Though the occurrence of thiosulphate uptake has been demonstrated, the significance of this mechanism in the clam’s natural environment, where thiosulphate levels are negligible (R. Vetter, personal communication), is not known. The interstitial sulphide levels in the Hyperion outfall muds are quite variable and can be very high, up to 22mmol l⁻¹ (Childress & Lowell, 1982). It is not known what levels of sulphide are found in the mucus-lined burrows of this clam. Behavioural adaptations may allow these clams to avoid sulphide toxicity and maintain CO₂ fixation at or near optimal levels. Doeller (1984) has suggested temporally separate loading of O₂ and sulphide for.S. velum. However, the results of our 65-h incubation in 100 μmol l⁻¹ sulphide (Fig. 3) show that simultaneous uptake of O₂ and sulphide is possible under these conditions and results in continuous CO₂ uptake. In the field, however, an encounter with potentially toxic levels of sulphide in the burrow mighi stimulate the clam to: (1) swim away, as these clams are active swimmers (Reid) 1980); (2) move to a higher and thus more oxygenated portion of their burrows and increase ventilation of overlying water; (3) decrease pumping rates; (4) increase stores of elemental sulphur for use when oxygen is available, a possibility also suggested by Nelson et al. (1986) for Beggiatoa; and/or (5) close their valves completely and undergo short periods of anaerobiosis.

We gratefully acknowledge the helpful suggestions by Dr Charles Fisher and Victoria Fabry on the protocol for the ⁴⁵Ca²⁺ deposition study, and Dr Russell Vetter for his assistance with the HPLC protocol for assaying bimane-derivitized sulphur compounds. We appreciate the suggestions of Neal Hooker and Craig Carey for the design of the seawater sterilization apparatus.

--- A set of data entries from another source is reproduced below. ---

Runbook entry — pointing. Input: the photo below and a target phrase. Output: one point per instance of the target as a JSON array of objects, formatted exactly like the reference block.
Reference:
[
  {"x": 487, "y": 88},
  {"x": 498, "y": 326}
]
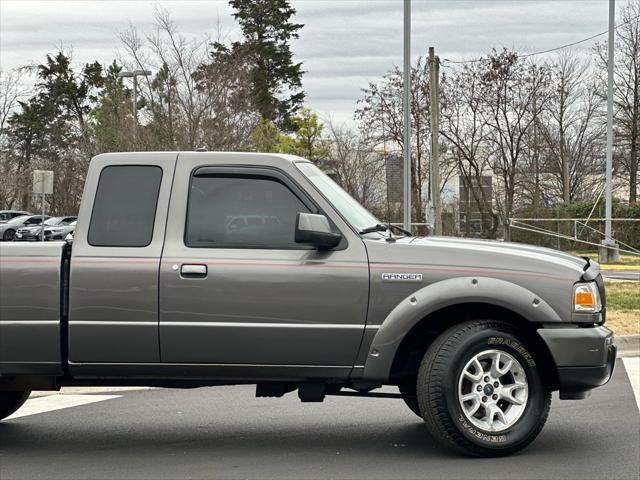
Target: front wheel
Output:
[
  {"x": 480, "y": 390},
  {"x": 10, "y": 401}
]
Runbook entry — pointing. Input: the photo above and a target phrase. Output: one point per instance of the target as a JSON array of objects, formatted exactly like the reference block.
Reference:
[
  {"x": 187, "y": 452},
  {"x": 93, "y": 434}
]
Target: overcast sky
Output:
[{"x": 343, "y": 45}]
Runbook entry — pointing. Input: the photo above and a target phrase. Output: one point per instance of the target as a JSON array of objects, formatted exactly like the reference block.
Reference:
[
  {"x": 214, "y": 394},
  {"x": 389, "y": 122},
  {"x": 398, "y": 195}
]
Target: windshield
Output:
[
  {"x": 358, "y": 216},
  {"x": 53, "y": 220}
]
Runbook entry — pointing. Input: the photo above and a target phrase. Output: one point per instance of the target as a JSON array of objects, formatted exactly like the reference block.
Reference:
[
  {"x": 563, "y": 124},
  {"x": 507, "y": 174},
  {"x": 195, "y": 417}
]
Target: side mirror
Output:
[{"x": 315, "y": 230}]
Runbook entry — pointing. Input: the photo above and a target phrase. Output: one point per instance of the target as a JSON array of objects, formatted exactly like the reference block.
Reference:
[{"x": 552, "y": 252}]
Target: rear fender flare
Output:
[{"x": 443, "y": 294}]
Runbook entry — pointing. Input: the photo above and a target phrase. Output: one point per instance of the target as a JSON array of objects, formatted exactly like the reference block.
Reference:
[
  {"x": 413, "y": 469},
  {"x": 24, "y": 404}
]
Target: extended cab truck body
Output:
[{"x": 192, "y": 269}]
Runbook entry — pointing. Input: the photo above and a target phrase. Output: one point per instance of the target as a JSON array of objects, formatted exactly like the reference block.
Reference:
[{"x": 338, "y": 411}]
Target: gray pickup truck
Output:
[{"x": 197, "y": 269}]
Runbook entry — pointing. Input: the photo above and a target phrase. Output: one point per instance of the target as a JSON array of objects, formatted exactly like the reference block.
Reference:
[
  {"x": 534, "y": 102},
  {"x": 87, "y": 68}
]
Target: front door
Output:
[{"x": 235, "y": 289}]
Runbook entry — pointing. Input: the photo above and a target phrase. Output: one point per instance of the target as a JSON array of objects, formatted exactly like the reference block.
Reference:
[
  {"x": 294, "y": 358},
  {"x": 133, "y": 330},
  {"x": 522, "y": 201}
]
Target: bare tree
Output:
[
  {"x": 572, "y": 130},
  {"x": 11, "y": 92},
  {"x": 380, "y": 113},
  {"x": 190, "y": 101},
  {"x": 510, "y": 86},
  {"x": 359, "y": 168},
  {"x": 466, "y": 130}
]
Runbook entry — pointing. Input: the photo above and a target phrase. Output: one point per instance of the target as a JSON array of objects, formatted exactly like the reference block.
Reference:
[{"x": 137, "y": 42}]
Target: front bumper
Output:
[{"x": 584, "y": 357}]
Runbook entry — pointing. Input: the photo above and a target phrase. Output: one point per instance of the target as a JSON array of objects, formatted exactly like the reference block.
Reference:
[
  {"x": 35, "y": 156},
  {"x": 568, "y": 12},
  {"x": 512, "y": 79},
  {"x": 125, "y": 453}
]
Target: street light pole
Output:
[
  {"x": 406, "y": 107},
  {"x": 609, "y": 254}
]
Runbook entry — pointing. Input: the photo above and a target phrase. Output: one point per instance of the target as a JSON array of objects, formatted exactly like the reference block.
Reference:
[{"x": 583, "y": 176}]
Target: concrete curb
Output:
[{"x": 628, "y": 345}]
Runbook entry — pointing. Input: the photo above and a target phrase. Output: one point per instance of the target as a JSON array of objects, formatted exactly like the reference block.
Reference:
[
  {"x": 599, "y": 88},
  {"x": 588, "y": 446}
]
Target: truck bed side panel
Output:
[{"x": 30, "y": 293}]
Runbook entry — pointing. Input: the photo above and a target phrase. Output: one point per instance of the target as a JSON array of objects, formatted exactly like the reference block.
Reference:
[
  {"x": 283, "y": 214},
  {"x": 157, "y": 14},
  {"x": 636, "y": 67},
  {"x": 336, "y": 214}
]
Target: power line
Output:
[{"x": 567, "y": 45}]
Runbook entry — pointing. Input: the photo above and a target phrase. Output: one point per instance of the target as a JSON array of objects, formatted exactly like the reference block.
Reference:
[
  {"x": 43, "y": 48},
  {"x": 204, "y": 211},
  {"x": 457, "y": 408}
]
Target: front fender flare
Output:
[{"x": 443, "y": 294}]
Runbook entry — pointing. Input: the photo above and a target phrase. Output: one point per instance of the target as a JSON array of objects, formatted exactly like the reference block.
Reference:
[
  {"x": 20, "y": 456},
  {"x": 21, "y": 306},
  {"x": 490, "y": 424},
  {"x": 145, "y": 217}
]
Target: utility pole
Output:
[
  {"x": 406, "y": 107},
  {"x": 607, "y": 254},
  {"x": 135, "y": 74},
  {"x": 434, "y": 77}
]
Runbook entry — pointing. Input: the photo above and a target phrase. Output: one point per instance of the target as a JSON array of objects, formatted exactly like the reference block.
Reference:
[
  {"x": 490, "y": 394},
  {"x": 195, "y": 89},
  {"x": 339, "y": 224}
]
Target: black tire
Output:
[
  {"x": 437, "y": 390},
  {"x": 408, "y": 391},
  {"x": 10, "y": 401}
]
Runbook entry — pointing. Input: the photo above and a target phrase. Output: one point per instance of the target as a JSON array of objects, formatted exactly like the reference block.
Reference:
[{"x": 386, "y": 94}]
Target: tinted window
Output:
[
  {"x": 241, "y": 211},
  {"x": 125, "y": 206}
]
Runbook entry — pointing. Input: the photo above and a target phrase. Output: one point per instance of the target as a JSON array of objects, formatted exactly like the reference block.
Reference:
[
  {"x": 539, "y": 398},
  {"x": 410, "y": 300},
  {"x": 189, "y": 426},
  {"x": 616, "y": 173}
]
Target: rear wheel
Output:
[
  {"x": 480, "y": 391},
  {"x": 10, "y": 401}
]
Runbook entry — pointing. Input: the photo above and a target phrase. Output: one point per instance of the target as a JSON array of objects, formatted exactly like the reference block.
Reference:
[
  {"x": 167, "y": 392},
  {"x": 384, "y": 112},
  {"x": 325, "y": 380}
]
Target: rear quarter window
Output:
[{"x": 124, "y": 208}]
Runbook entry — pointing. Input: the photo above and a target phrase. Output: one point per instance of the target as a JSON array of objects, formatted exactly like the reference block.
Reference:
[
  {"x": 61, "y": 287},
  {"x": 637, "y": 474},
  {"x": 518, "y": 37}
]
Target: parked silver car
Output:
[
  {"x": 8, "y": 230},
  {"x": 55, "y": 228}
]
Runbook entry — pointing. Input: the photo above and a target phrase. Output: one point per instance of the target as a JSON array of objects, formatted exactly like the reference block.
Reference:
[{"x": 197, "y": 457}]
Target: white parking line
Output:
[
  {"x": 57, "y": 402},
  {"x": 632, "y": 366}
]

We thank Dr Scott Cooper, Dr Dick Zimmer-Faust and David Cowles for helpful discussions concerning management and statistical analysis of the data. We appreciate the suggestions and critical reviews of this manuscript by Drs Charles Fisher, Doug Nelson, George Somero, Robert Trench and Richard Tullis. We thank the crews of the R/V Velero IV and R/V Gordon Sproul for their assistance in collecting the clams. Original research included in this manuscript was supported by National Science Foundation grants nos OCE-83-11257, OCE-86-10514 and PCM-83-02001 to JJC.